I have a system of n dummy variables/set indicators. I want to automatically identify any nesting. Take a simple n = 3 case.
expand.grid(0:1, 0:1, 1)
Var1 Var2 Var3
0 0 1
1 0 1
0 1 1
1 1 1
E.g. Here Var1 and Var2 are not nested ("incomparable"), but both are nested (subsets of) in Var3. This is obviously a partially ordered set (ordered by the relation =<) so I would like to automatically identify the poset and plot its hasse diagram automatically. I see there are some packages for hasse diagrams but they seem like to not do this common and simple job very naturally.

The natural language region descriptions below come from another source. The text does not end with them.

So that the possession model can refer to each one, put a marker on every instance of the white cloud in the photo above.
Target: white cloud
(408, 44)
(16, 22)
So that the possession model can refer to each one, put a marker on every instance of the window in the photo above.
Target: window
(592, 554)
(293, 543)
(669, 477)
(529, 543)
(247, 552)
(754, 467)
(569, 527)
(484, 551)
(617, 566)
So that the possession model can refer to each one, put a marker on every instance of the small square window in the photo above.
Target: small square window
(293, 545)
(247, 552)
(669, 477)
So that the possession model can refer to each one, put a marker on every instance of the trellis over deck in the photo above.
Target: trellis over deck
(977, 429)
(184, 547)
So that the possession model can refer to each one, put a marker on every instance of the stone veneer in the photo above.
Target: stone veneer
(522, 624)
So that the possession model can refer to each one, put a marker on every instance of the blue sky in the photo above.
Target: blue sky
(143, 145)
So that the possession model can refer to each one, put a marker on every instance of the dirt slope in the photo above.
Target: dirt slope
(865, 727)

Is there an easy way?
The following begins to do the job but is hardly elegant (thanks to help from @danlooo below):
find_subset_poset <- \(data){
is_nested <- \(df, col1, col2){
all(pull(df, ensym(col1)) <= pull(df, ensym(col2)))
}
get_all_pairs = \(data){
data %>%
names() %>%
combinat::combn(2,) %>%
t() %>%
as_tibble(.name_repair = "unique") %>%
set_names(c("col1", "col2"))
}
all_pairs = get_all_pairs(data)
is_eq = \(df, col1, col2){
all(pull(df, ensym(col1)) == pull(df, ensym(col2)))
}
equal_indicator_cols = all_pairs %>% filter(pmap_lgl(., is_eq, df = data))
# UNITE EQUAL COLUMNS
while(nrow(equal_indicator_cols) > 0){
sames = unlist(equal_indicator_cols[1, ])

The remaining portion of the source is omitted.